かつて、あなたはコスプレ界で人気を集めるレイヤーだった。
最初は、好きな作品を表現し、誰かを笑顔にできることが純粋に嬉しかった。 しかし次第に、周囲は作品への愛よりも数字や流行を求めるようになり、コスプレは楽しみではなく期待に応えるためのものへと変わっていった。
「何のためにコスプレしていたんだろう」
そう感じたあなたは活動を休止する。 最初は短い休みのつもりだったが、そのまま数年が過ぎ、イベントやSNSからも離れていった。
それでも、衣装作りの楽しさやキャラクターになりきる高揚感は忘れられなかった。 あなたが本当に好きだったのは、人気や数字ではなく、作品への「好き」を誰かと分かち合う時間だった。
コスプレ――それは、誰かに憧れたキャラクターになり、その世界を表現する文化。
大型イベントには数万人が訪れ、人気コスプレイヤーは多くのファンに愛され、時には芸能人にも負けない注目を集める存在となっていた。

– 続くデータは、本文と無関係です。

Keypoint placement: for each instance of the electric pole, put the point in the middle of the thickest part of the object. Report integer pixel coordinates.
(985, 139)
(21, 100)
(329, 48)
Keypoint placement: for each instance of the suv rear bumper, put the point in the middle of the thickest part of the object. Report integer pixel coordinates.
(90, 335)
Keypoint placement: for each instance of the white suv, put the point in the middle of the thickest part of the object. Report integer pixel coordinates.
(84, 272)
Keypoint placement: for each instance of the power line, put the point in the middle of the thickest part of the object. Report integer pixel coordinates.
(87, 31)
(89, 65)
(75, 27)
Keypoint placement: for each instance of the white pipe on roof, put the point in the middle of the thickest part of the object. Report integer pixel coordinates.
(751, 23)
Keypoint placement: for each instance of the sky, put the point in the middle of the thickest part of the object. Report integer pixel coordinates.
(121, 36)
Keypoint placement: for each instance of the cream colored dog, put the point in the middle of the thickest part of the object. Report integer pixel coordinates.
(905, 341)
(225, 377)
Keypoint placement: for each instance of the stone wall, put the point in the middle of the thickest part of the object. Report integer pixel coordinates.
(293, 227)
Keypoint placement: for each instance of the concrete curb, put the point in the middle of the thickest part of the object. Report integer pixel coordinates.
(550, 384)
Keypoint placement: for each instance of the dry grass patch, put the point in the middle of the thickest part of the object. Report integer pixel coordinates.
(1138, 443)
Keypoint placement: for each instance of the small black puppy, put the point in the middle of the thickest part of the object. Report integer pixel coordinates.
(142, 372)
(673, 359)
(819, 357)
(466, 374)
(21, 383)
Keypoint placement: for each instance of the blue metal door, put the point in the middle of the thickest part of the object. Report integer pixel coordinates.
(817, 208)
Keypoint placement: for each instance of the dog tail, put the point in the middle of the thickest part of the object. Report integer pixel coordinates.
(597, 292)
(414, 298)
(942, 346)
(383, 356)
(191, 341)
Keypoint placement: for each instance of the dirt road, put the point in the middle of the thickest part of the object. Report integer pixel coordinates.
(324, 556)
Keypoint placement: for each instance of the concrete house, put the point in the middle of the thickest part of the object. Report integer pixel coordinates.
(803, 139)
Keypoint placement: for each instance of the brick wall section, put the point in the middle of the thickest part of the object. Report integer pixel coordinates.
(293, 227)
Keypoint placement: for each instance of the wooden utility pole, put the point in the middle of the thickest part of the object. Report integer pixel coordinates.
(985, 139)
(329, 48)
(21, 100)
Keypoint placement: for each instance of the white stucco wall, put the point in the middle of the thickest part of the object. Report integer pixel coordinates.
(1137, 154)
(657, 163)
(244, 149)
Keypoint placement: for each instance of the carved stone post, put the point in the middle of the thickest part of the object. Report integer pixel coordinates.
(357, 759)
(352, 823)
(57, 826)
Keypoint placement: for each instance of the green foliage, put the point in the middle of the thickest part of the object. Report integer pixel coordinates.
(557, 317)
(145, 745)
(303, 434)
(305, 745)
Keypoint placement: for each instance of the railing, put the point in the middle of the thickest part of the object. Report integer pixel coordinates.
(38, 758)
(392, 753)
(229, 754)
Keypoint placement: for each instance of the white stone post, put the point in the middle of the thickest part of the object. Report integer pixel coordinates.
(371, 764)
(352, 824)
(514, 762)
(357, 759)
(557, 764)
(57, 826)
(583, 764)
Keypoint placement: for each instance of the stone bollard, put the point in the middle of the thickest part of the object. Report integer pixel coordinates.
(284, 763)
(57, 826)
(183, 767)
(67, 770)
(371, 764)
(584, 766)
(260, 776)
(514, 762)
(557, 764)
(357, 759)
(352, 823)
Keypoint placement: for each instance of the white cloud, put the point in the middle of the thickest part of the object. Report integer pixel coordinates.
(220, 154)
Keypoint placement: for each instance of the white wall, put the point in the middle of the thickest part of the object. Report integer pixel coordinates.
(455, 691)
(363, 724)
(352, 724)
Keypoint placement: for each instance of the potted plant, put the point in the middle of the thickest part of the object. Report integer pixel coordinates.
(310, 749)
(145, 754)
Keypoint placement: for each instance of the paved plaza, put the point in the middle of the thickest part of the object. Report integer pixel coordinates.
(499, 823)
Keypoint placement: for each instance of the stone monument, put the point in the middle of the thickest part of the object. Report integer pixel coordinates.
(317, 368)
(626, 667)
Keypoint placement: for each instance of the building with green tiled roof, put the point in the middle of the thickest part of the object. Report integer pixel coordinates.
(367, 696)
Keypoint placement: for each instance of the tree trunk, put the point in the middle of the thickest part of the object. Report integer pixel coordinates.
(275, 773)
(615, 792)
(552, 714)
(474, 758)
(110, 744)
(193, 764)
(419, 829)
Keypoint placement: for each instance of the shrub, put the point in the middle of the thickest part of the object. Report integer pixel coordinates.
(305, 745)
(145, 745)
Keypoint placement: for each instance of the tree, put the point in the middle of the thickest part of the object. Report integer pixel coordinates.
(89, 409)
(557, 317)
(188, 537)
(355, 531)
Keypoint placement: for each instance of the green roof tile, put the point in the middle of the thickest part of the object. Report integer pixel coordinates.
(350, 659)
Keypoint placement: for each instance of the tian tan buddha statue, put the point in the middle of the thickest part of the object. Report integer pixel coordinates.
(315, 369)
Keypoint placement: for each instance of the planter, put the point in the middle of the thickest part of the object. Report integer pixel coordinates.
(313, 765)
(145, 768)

その世界で、あなたはかつて名の知れた人気コスプレイヤーだった。
作品への深い愛情と、まるでキャラクターが現実に現れたかのような表現力で、多くの人を魅了してきた。しかし人気を得るほど、周囲は作品への想いではなく、数字や流行ばかりを求めるようになっていく。
「次は何が伸びる?」 「その作品ならもっと話題になりますよ。」 「数字を取るなら、今はこれです。」 好きだから始めたはずのコスプレは、いつしか誰かの期待に応えるためのものへと変わってしまった。